How Education Platforms Can Achieve 3X Revenue Growth with Embedded Payments
For platforms in the education and childcare software sector — like Student Information Systems, Learning Management Systems and Childcare Management Systems — it’s a lightbulb moment when you realize embedded payments are a way to capitalize on volume you could already be processing while staying ahead in your industry.
If you’ve integrated payments in the past, you may have had a partner to fully manage merchant onboarding, GTM, compliance and support — only to realize you were giving away a considerable chunk of your revenue potential and causing friction for your customers. When you embed payments, it increases your revenue by 2-3X and creates a stickier product, all of which leads to increasing the total enterprise value (TEV) of your education or childcare solution.
Supporting schools, universities, child care providers and daycare centers that are building brighter futures for others requires a hyper-fixation on customer success. In order to provide your customers with a one-stop shop to automate business operations, boost engagement and deliver education, you must account for all aspects of the business. Offering payments as a feature of your software saves your customers time previously spent manually managing acceptance and payouts of ecommerce, recurring and in-person payments for tuition, student registration, scheduling, sports and activity payments, meal service sales and more.
Whether you provide in-platform payments today or not, embedded payments are a logical and transformative addition to your tech stack. The first step to taking control of your revenue potential is understanding how you can monetize your payment processing volume.
A powerful solution to enrich your platform
So, you want to increase your revenue potential. Where do you start?
Let’s cover a few key terms:
- Volume: The dollar amount of payments you are processing through your software in a given time period (monthly, annual, etc).
- Processing Cost: Cost to process the payments volume running through your platform.

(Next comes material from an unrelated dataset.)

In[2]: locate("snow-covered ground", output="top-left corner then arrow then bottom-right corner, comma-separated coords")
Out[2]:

- Vendor Fees: Fees typical companies in the embedded payments space will charge for a solution.
- Interchange: Transaction fees set by the card networks (Visa, Mastercard, American Express, Discover) whenever a customer uses a credit/debit card. These are paid to the card-issuing bank to cover costs for fraud and the risk involved in approving a payment.
- Basis Point: A simplified unit of measure that expresses percentages in finance.
- Net Revenue: The margin to your platform via embedded payments.
Your revenue from embedded payments is the difference between the buy rate from your payments provider and the go-to-market rate you charge your customer. For example, let’s say you’re processing $100M in payments for educational institutions through your platform. If your processing fees are ~3%, your total processing cost will be about $3M. Going a layer deeper, your processing cost is made up of: ~1.8% in interchange fees (which will vary by card brand) and ~.2% in vendor fees paid to your embedded payments partner.
Typically 1 basis point is equal to $1,000 in net revenue for every $1M in volume you process. As a platform, you can earn up to 100 basis points (1%) with embedded payments1. So if you are processing $100M in volume on your platform, your net revenue from payments will be around $1M. Embedded payments transform what is purely a cost center in a traditional payments model into bottom-line revenue that can be invested back into your company.
A cloud-based childcare management software was struggling with automation, customer success and money movement with previous providers, so finding the right partner was vital. Being able to rely on Payrix for embedded payments made all the difference. Leveraging a payfac-as-a-service solution backed by an expert team allowed Kangarootime to execute that vision to integrate, automate, scale and increase revenue, while owning their customer relationships and staying true to their dedication to customer success.
Graduating from a cost center to a profit center
Monetizing payments may already sound attractive to you — but in order to scale from where you are today to your maximum revenue potential —it requires a strategic approach. Choosing an embedded payment solution is a step in the right direction, but it’s not the complete formula for success.
The right partner will help you establish a payments roadmap and timeline for integration. Once you’ve thoroughly scoped how you will enable payments on your platform, develop a monetization strategy to maximize your payments revenue by:
- Charging a % transaction fee for payments that are processed through your platform
- Charging a flat fee for payments processed
- Marking up payments as a premium feature or bundle of features
- Including fees for non-traditional payment services (i.e. sign-up, monthly SaaS, funding/payout) in your pricing strategy
- A combination of the above
Payrix offers robust fee customization that allows you to monetize your embedded payment solution in just about any way you can imagine.
How you will get your customers to adopt your new solution also plays an integral role in accelerating your time to revenue. In order to move quickly, you must have a plan in place to generate adoption. Driving adoption is all about understanding the needs of your field service customers and communicating the benefits of your solution.
If you’re working with an embedded payments partner like Payrix, the resources to support your short and long-term vision will already be in place. Payrix provides a team of software and payments experts to take on the heavy lifting of maintaining the technology and managing risk and compliance, so you can focus on growing your business. With an all-in-one solution and guidance at every step of the process, you have everything your platform needs to unleash your possibilities with Payrix.
1Your annual payments revenue opportunity range is estimated based on go-to-market pricing and estimated interchange fees.